Wolfgang Hindrichs

Wolfgang Hindrichs (* 16. Mai 1933 in Duisburg; † 13. März 2012 in Bremen)[1] war ein deutscher Erziehungs- und Sozialwissenschaftler. Seine Hauptforschungsgebiete waren die Arbeitswelt, Gewerkschaften und Erwachsenenbildung und damit verbunden die Einführung langfristiger Angebote zur politischen Weiterbildung sowie die Erprobung neuer innovativer Ansätze der Praxisforschung.

Arbeit und Leben

Hindrichs studierte in Tübingen Sozialwissenschaften, Theologie und Pädagogik und promovierte bei Walter Jens. Er trat in die SPD ein, hielt aber nach Verabschiedung des Godesberger Programms (1959) Distanz zum offiziellen Kurs der Partei. Hindrichs engagierte sich gegen die Wiederbewaffnung und unterstützte u. a. die algerische Befreiungsbewegung. Als Mitglied des damaligen SDS gehörte er zur linkssozialistischen Opposition gegenüber der Regierung Adenauer. Ende der 1950er Jahre wurden im SDS Auseinandersetzungen um die Herausbildung einer unabhängigen „Neuen Linken“ geführt, die sich von der Politik des SPD-Parteivorstands absetzte und sich auf der anderen Seite gegen eine Vereinnahmung des SDS durch der SED nahestehende Vertreter um die Zeitschrift konkret wehrte. Hindrichs galt in diesen Auseinandersetzungen als einer der Köpfe der sog. Mittelgruppe des SDS. Es gelang schließlich, den SDS zu einem Kristallisationspunkt kritischer Sozialisten sowohl innerhalb als auch außerhalb der SPD zu machen. Die SPD-Führung reagierte 1961 mit einem Unvereinbarkeitsbeschluss, der SDS-Mitglieder und -Sympathisanten aus der Partei ausschloss.[2]

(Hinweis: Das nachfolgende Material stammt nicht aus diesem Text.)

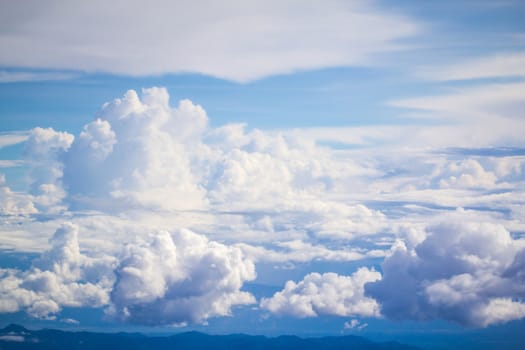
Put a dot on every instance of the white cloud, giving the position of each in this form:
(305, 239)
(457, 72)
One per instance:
(463, 272)
(326, 294)
(300, 251)
(228, 40)
(168, 279)
(44, 150)
(138, 153)
(179, 278)
(61, 277)
(12, 138)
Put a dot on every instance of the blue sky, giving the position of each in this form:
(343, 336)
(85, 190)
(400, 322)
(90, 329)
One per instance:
(336, 167)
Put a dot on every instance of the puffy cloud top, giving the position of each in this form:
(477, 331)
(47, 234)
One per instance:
(326, 294)
(464, 272)
(179, 278)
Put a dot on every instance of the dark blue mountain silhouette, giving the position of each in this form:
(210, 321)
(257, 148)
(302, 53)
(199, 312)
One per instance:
(17, 337)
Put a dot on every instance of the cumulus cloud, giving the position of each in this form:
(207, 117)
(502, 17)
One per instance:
(179, 278)
(141, 153)
(326, 294)
(137, 153)
(62, 276)
(469, 273)
(44, 150)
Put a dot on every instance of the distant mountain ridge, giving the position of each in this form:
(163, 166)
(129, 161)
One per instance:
(18, 337)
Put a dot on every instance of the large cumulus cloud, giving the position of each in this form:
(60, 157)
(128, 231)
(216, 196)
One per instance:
(142, 153)
(179, 278)
(168, 279)
(470, 273)
(138, 152)
(62, 276)
(325, 294)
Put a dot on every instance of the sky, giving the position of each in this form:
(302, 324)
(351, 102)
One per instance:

Er war neben Peter von Oertzen und Jürgen Seifert Mitbegründer des in den 1960er Jahren entstandenen Elzer Kreis, in dem sich Gewerkschafter und Sozialwissenschaftler zusammengefunden hatten, die sich für demokratische Reformen in der Arbeitswelt engagierten.[3] Als Sozialwissenschaftliche Vereinigung Duisburg e.V. arbeitete die Gruppe später am Konzept einer betriebsorientierten Arbeiterbildung für gewerkschaftliche Basisfunktionäre (Vertrauensleute, Betriebsräte, Bildungsobleute).[4] Zusammen mit Oskar Negt, Willi Pöhler, Reinhard Hoffmann, Olaf Sund und Reinhard Welteke veröffentlichte Hindrichs sog. Arbeitshefte für die gewerkschaftliche Bildungsarbeit zu Themen wie Die Würde des Menschen in der Arbeitswelt und Industriearbeit und Herrschaft, die großen Einfluss auf die Entwicklung der gewerkschaftlichen Erwachsenenbildung seit den 1960er Jahren haben sollten.[5] Hindrichs entwickelte damals mit anderen die Konzeption der sogenannten „Betriebsnahen Bildungsarbeit“.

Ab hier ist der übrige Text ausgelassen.